I understand that as a complex vector space $M_1$ is generated by $\frac{1}{x}, \frac{1}{x^2}, \dots$ And the $D_n$-action is fully described by $$x \cdot \frac{1}{x} = 0, \;\;\;\;\; x \cdot \frac{1}{x^n} = \frac{1}{x^{n-1}}, n > 1; \;\;\;\;\; \partial \cdot \frac{1}{x^n} = - \frac{n}{x^{n+1}}, n \geq 1. $$ And similarly for $M$, which is generated over $\mathbf{C}$ by the Laurent polynomials vanishing at infinity with coefficients in $\mathbf{C}[x_2, \dots, x_n]$.
Can someone help me better understand what my professor means? Thanks.
Let's stick to the case $n = 1$. The Dirac delta $\delta$ at the origin generates a Weyl algebra module, and you want to know what module it is. In this algebraic setting, the defining property of $\delta$ is that
$$\int p(x) \delta(x) \, dx = p(0)$$
where $p(x)$ is a polynomial. We can compute the derivatives of $\delta$ using repeated integration by parts: the first derivative is
$$\int p(x) \frac{\partial}{\partial x} \delta(x) \, dx = - \int \frac{\partial p}{\partial x} \delta(x) \, dx = -p'(0)$$
and in general the $n^{th}$ derivative sends $p$ to $(-1)^n \frac{\partial^n p}{\partial x^n}(0)$. We'll write this as $\delta^{(n)}(x)$.
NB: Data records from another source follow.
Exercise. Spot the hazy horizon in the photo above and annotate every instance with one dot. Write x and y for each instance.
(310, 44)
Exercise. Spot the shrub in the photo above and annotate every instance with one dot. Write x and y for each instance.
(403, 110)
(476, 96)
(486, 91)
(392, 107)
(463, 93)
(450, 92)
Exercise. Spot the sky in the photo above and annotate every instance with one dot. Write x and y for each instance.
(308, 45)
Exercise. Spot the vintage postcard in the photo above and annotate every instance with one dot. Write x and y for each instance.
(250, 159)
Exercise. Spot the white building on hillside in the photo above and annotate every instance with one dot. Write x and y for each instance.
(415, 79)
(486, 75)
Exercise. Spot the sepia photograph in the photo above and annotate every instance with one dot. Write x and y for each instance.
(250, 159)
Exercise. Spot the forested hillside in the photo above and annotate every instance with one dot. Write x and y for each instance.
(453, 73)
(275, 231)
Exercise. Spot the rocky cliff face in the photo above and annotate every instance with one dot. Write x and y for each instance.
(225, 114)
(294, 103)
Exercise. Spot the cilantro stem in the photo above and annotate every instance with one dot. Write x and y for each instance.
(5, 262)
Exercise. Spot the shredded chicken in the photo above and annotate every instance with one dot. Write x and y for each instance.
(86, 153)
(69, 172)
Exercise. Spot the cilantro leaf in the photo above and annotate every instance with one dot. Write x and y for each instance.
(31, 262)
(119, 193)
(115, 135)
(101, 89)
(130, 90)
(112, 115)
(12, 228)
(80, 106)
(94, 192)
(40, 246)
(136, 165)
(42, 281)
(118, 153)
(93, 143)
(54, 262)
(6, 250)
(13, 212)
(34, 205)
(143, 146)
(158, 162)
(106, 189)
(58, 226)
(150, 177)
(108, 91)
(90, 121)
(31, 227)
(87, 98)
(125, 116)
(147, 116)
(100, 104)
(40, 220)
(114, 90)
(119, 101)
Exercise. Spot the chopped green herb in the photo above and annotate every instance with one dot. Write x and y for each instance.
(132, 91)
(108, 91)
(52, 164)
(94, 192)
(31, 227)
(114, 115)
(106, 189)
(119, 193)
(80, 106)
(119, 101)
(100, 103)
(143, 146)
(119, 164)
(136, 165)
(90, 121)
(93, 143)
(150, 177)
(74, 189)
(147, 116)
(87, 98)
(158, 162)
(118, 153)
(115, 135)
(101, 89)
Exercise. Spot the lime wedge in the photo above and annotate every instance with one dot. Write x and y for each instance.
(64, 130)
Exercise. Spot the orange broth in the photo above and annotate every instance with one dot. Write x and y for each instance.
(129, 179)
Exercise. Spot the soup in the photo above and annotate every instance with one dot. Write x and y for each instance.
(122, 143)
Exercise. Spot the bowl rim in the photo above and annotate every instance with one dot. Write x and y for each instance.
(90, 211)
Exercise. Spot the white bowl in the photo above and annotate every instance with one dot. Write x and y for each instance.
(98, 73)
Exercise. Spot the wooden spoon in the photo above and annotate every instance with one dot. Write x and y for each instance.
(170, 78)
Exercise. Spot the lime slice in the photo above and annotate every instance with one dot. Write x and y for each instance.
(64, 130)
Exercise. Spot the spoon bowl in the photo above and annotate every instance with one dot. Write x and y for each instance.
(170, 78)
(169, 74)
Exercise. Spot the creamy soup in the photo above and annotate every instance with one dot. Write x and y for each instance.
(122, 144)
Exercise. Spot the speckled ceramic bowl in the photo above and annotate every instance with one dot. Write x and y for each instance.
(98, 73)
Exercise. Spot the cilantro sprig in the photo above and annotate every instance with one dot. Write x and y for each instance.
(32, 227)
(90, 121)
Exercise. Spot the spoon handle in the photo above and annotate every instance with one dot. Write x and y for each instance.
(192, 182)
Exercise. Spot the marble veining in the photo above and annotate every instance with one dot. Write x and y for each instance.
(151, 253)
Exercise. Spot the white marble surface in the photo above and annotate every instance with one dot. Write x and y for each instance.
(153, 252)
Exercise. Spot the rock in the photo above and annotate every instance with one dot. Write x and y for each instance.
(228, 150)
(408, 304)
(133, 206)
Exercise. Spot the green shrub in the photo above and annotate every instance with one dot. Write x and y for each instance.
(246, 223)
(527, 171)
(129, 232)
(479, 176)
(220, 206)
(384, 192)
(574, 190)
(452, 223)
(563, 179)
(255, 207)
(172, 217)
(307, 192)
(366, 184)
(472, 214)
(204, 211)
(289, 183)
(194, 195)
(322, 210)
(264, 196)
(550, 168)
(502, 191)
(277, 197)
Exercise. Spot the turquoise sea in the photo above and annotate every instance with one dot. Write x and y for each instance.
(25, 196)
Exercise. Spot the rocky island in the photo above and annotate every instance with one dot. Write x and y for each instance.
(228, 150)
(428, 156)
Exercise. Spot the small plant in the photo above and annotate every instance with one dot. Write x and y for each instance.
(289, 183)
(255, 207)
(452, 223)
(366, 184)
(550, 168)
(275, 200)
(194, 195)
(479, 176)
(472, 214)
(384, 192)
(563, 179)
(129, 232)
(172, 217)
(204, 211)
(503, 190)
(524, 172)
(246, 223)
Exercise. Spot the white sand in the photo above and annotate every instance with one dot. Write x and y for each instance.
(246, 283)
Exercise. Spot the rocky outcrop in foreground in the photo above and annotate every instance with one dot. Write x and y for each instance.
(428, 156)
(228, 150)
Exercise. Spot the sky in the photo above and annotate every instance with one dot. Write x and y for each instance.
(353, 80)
Now let's compute the action of $x$. By definition,
$$\int p(x) x \delta^{(n)}(x) \, dx = (-1)^n \int \frac{\partial^n}{\partial x^n} \left( x p(x) \right) \delta(x) \, dx.$$
Let's think for a minute about what this iterated derivative is. It consists of terms for each way to allocate derivatives to each of the factors $p(x)$ and $x$, by an iterated application of the product rule. But $x$ can only be differentiated once before it vanishes. So in fact there are only two terms, namely $x \frac{\partial^n p}{\partial x^n}$ and $n \frac{\partial^{n-1} p}{\partial x^{n-1}}$. The first term disappears after substituting $x = 0$, so only the second term is left, and we get
$$x \delta^{(n)}(x) = - n \delta^{(n-1)}(x)$$
and in particular $x \delta(x) = 0$. If we give this module the basis $\{ \delta(x), - \delta^{(1)}(x), \frac{1}{2} \delta^{(2)}(x), \dots, \frac{(-1)^n}{n!} \delta^{(n)}(x), \dots \}$ (the $n^{th}$ term here extracts the $n^{th}$ Taylor coefficient of a polynomial), then you can verify that sending $\frac{(-1)^n}{n!} \delta^{(n)}(x)$ to $\frac{1}{x^{n+1}}\in M_1$ is an isomorphism of Weyl algebra modules with what you wrote. (Except that your computation of the action of $\partial$ is incorrect.)